Nuñez: This is very confidential, so it is not something I can express right now. I cannot add any comments, but we are being vigilant on all forms of terrorism and paying close attention to this issue. In particular, this has been dealt with by a Belgian court. There was an attack plot in Villepinte, France, in June 2018. We were able to stop this attack, and the issue was addressed in Belgian court.
Levitt: So talking in detail about Iran is a little too sensitive. Let’s talk for a second about Lebanese Hezbollah, which appears to still be active in Europe, including France. Of course, France participated in a very significant way in Operation Cedar, leading to the conviction of a Hezbollah operative in French court. In 2010, a Lebanese French professor in Lyon rented a safe house in Cyprus where Hezbollah was found to be storing ammonium nitrate. And we heard from the previous administration here that Hezbollah was moving ammonium nitrate through Europe, including through France. What is your sense of the threat from Hezbollah in France?

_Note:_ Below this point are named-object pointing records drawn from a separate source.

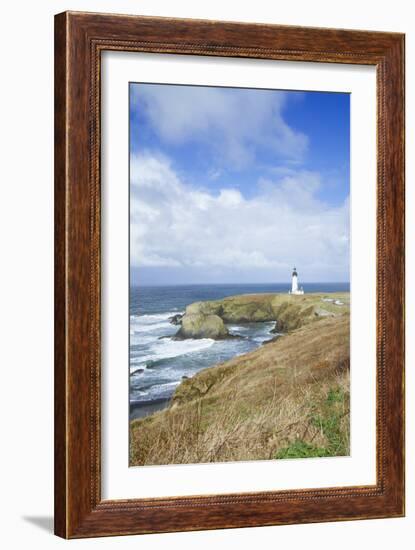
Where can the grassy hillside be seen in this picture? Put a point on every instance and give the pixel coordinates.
(287, 399)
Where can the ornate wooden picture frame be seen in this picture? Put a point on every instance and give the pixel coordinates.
(80, 38)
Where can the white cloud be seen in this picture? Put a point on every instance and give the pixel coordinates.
(285, 224)
(233, 123)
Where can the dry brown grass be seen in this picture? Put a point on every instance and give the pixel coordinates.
(288, 398)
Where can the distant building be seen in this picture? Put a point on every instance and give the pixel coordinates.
(295, 289)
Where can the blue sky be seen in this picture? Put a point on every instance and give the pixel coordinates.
(238, 185)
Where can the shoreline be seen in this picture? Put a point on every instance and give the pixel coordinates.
(141, 410)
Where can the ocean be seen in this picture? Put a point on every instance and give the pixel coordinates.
(158, 363)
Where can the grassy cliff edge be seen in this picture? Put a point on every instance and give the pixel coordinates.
(287, 399)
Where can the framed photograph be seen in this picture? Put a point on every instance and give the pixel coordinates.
(229, 275)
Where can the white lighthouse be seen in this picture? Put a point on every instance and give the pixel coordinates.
(295, 289)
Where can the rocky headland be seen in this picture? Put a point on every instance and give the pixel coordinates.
(287, 399)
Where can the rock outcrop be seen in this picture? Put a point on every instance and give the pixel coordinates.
(208, 319)
(198, 325)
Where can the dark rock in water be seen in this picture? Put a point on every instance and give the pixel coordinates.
(136, 371)
(176, 319)
(198, 325)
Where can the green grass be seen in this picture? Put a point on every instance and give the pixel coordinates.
(301, 449)
(329, 422)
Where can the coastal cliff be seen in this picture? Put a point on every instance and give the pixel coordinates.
(289, 398)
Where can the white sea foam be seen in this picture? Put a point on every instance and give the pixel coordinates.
(167, 348)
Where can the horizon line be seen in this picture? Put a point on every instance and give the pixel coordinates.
(245, 284)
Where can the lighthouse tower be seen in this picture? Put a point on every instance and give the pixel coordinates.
(294, 284)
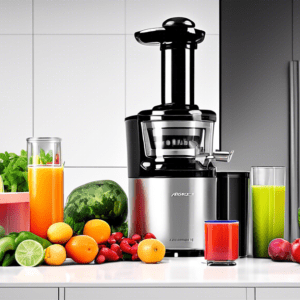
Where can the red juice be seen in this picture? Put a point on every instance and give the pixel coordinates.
(221, 241)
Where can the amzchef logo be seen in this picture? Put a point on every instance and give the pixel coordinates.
(182, 194)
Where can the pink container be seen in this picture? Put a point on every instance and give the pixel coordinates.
(14, 212)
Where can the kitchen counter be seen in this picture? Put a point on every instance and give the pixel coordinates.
(192, 273)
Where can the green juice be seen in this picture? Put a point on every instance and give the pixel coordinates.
(268, 202)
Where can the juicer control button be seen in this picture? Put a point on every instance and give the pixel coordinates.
(145, 165)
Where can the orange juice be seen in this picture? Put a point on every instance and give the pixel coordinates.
(46, 191)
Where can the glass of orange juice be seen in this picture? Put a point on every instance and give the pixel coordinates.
(46, 183)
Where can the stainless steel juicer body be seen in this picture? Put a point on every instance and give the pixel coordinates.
(172, 179)
(174, 209)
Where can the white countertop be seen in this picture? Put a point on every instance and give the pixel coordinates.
(171, 272)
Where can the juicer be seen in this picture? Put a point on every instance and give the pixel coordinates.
(172, 178)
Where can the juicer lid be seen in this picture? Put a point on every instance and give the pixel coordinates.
(175, 32)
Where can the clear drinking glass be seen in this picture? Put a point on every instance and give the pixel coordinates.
(46, 183)
(268, 206)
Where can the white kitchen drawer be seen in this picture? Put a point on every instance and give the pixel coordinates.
(277, 293)
(15, 17)
(28, 294)
(155, 293)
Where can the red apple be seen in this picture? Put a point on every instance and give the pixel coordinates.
(295, 253)
(280, 249)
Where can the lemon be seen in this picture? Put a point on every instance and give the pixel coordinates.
(1, 185)
(29, 254)
(151, 251)
(59, 233)
(55, 255)
(36, 160)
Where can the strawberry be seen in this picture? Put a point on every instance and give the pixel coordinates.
(136, 237)
(117, 249)
(109, 254)
(149, 236)
(100, 246)
(129, 241)
(100, 259)
(135, 257)
(111, 240)
(118, 236)
(134, 249)
(125, 247)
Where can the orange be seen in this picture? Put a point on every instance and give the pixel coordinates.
(59, 233)
(99, 230)
(151, 251)
(55, 255)
(82, 249)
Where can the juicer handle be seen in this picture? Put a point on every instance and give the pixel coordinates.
(223, 156)
(173, 33)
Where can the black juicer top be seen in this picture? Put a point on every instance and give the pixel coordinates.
(169, 139)
(178, 40)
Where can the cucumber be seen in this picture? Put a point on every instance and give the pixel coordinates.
(26, 235)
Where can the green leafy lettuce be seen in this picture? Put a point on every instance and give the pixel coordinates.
(13, 170)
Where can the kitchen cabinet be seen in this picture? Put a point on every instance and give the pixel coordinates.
(29, 293)
(173, 278)
(156, 293)
(259, 39)
(277, 293)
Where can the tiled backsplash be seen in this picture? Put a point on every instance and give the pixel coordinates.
(72, 68)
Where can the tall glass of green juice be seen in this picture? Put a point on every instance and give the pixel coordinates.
(268, 207)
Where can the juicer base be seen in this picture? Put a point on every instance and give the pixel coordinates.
(184, 253)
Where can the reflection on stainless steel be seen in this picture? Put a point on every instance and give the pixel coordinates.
(173, 208)
(294, 148)
(177, 138)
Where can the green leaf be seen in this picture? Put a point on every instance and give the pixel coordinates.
(24, 153)
(13, 170)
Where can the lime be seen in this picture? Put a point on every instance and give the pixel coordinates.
(1, 185)
(2, 232)
(29, 253)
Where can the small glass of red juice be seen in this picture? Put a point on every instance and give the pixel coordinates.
(221, 242)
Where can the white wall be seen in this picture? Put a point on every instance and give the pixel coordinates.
(72, 69)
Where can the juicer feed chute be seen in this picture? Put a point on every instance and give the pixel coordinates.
(172, 178)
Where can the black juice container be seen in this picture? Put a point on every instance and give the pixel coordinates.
(232, 203)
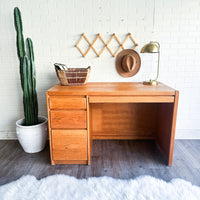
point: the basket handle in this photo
(60, 66)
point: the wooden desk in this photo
(79, 114)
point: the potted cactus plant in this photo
(32, 130)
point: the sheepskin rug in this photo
(61, 187)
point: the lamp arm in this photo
(158, 59)
(158, 67)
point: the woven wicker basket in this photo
(72, 76)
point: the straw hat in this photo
(128, 63)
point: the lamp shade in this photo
(152, 47)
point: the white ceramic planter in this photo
(32, 138)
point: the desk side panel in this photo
(165, 129)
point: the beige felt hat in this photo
(128, 63)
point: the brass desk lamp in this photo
(152, 47)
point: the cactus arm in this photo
(19, 40)
(27, 72)
(30, 54)
(19, 30)
(26, 92)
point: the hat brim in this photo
(119, 63)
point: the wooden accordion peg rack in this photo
(83, 36)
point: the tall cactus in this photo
(27, 72)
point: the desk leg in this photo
(89, 138)
(166, 125)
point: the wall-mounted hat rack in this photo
(106, 45)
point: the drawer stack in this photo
(68, 129)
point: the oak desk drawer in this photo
(69, 144)
(132, 99)
(68, 119)
(64, 102)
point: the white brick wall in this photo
(55, 27)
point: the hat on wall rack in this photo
(128, 63)
(152, 47)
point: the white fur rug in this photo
(61, 187)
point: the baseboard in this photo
(8, 135)
(187, 134)
(180, 134)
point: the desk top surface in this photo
(112, 88)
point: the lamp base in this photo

Nuñez: It is true that France and the United States have sometimes held different positions, especially when qualifying the different branches of Hezbollah—I know you are a specialist on the topic. I can’t answer your question directly due to confidentiality, but French services are interested in all forms of terrorism, and we take all information seriously. No information is left aside, and the French services are always motivated and focused on these questions. There are some things I cannot say or discuss, but you can be assured that we are very focused, as you can see by the June 2018 case discussed earlier.